We value your time and have built the selection process to reflect that. Our process is simple; you will begin the selection process with an application that is individually reviewed by our Recruiting team and a phone interview to best understand your specific areas of interest. The next step is to interview with the Business Advisory Services team leaders. After that, decisions will be made and the Recruiting team will be back in touch. We value our candidates and want to ensure a process that directly reflects what you can expect as a Johnson Lambert employee. That means you have an entire HR team to support you through your candidacy and ensure you’re finding a position that will allow you to take your career to the next level in a culture that helps you thrive.
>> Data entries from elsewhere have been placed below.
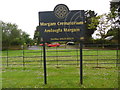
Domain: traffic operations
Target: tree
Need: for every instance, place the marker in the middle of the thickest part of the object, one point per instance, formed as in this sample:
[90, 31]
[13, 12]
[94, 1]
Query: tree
[114, 17]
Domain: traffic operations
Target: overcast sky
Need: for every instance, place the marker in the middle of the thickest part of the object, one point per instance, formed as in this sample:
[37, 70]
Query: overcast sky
[24, 13]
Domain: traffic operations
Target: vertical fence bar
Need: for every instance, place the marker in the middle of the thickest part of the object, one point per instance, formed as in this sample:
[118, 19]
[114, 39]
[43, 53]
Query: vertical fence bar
[117, 63]
[41, 56]
[97, 54]
[7, 56]
[57, 56]
[23, 57]
[77, 56]
[44, 58]
[81, 64]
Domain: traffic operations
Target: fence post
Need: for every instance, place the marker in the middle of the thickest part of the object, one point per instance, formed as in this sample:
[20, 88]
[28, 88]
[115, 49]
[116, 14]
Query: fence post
[117, 60]
[41, 57]
[57, 56]
[7, 56]
[81, 64]
[97, 55]
[23, 57]
[44, 58]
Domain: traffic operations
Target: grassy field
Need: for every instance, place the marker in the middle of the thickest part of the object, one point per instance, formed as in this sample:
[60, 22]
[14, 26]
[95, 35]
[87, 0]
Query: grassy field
[95, 75]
Equity note: Research suggests that women and Black, Indigenous, and other persons of color are less likely than men or White job seekers to apply for positions unless they are confident they meet 100% of the qualifications. We strongly encourage interested individuals to apply, and allow us to evaluate the knowledge, skills, and abilities you demonstrate, using an internal equity lens.

Johnson Lambert prides itself for the hands-on approach and relationships we build with future employees, employees, and clients. We believe each application is the potential for a future relationship with JL. Therefore, a member of our HR team personally reviews all applications submitted.